I ragazzi di Cometa, per esempio, hanno parlato alle Nazioni Unite. Hanno raccontato con una chiarezza disarmante una quotidianità che per loro è già possibile: lavoro, relazioni, crescita. Una normalità che però oggi è ancora straordinaria.
2) Desiderio di Barbiana (Civita Castellana): il lavoro come comunità
In provincia di Roma e nella Diocesi di Civita Castellana che è “parte in causa del progetto”, nella cornice dell’ex convento di Sant’Antimo a Nazzano, è nata la cooperativa Desiderio di Barbiana, grazie alla disponibilità della diocesi e al lavoro instancabile dell’equipe guidata da Manuele Cicuti.
Il progetto unisce tre dimensioni: comunità diurna e residenziale per ragazzi autistici; attività agricole e artigianali (incluso un birrificio); un ristorante con cucina di qualità.
L’idea è chiara: non creare bolle separate, ma far convivere fragilità e impresa, generando lavoro vero.
Durante un convegno a cui ho partecipato, ho potuto toccare con mano la cura con cui questo percorso è pensato. Le famiglie sono coinvolte, gli operatori lavorano in rete, il progetto ha un impianto economico. Non è un favore, è un investimento. E anche qui, si parte da una certezza: ognuno ha un talento, e il lavoro è una via per farlo emergere.
3) Rossa Sera (Alcamo): dalla Sicilia al Meeting di Rimini
A chiudere, una storia che sarà protagonista a fine agosto al Meeting dell’Amicizia tra i Popoli (Rimini, 20-25 agosto). La Cooperativa sociale Rossa Sera, nata nel 2016 ad Alcamo (TP), è un’impresa agricola e ristorativa che dà lavoro a persone con disabilità psichica. Coltivano ortaggi, trasformano prodotti, gestiscono servizi di catering.
A Rimini porteranno il “Bar d’Alcamo”, uno dei punti ristoro ufficiali del Meeting. Un modo semplice e concreto per incontrarli di persona, vedere come lavorano, parlare con chi ha scelto questa strada non facile, ma necessaria.
Allora si può fare? Sì, ma non da soli. Serve metodo, pazienza, qualche investimento iniziale. Ma le ricadute sono molte: si risponde a un bisogno sociale concreto; si rende più umano e coeso il proprio ambiente di lavoro; si accede a strumenti e fondi (es.

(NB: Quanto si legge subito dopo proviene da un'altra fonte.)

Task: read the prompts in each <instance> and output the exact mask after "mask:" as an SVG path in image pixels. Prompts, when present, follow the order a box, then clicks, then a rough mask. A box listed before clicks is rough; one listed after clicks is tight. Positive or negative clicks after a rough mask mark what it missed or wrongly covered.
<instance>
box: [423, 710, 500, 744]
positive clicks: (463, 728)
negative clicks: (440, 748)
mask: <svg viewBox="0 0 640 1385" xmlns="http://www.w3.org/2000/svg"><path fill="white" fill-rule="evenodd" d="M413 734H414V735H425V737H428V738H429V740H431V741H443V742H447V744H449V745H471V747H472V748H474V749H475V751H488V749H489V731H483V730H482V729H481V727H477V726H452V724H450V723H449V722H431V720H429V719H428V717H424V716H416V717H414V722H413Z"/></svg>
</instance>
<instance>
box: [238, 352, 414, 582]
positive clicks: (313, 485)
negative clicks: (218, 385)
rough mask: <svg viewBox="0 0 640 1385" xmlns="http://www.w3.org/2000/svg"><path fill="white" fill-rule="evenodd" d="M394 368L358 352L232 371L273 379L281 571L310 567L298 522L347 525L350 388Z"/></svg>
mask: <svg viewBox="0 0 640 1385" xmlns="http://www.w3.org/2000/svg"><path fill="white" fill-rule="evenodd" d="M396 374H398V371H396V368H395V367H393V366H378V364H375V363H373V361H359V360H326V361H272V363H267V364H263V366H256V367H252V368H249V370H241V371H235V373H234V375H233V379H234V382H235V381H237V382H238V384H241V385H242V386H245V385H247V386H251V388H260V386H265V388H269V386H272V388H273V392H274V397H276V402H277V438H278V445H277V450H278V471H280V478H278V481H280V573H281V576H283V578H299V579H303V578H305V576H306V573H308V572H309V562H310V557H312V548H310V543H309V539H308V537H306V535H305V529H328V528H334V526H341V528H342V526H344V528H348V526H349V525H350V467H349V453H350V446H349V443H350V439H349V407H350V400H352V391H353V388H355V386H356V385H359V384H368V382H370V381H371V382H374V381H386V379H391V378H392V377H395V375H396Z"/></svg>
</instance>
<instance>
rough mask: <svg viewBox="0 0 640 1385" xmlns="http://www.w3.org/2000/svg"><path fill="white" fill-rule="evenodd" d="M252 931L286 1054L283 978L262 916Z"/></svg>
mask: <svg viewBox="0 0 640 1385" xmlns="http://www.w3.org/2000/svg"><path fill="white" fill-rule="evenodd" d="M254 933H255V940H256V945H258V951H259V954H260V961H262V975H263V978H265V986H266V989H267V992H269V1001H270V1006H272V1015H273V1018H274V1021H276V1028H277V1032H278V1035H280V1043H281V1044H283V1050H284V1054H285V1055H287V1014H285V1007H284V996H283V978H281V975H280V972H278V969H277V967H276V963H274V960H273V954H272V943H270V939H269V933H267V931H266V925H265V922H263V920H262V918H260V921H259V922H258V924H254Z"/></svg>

PNRR, 4.0, bandi sociali); si costruisce una reputazione aziendale vera.
E poi, spesso, si scoprono risorse dove non le si era viste: persone che, con il giusto accompagnamento, danno molto più di quello che si immagina.
Il successo di queste esperienze è evidente, ma non basta che restino isole belle e frequentabili. Il vero salto culturale è quando non ci sarà più bisogno di raccontarle, perché saranno parte del normale paesaggio del lavoro.
Non ci serve commuoverci ogni volta. Serve assumere, integrare, accompagnare. Serve che le aziende capiscano che conviene e che non sono sole, perché queste realtà sono disponibili a coinvolgersi e possono insegnare a capire e “a fare sul serio”.
La vera sfida è passare dall’ammirazione all’imitazione e alla corresponsabilità. Perché il lavoro, quando è per tutti, non cambia solo chi lavora: cambia anche chi guarda e il mondo che ci circonda.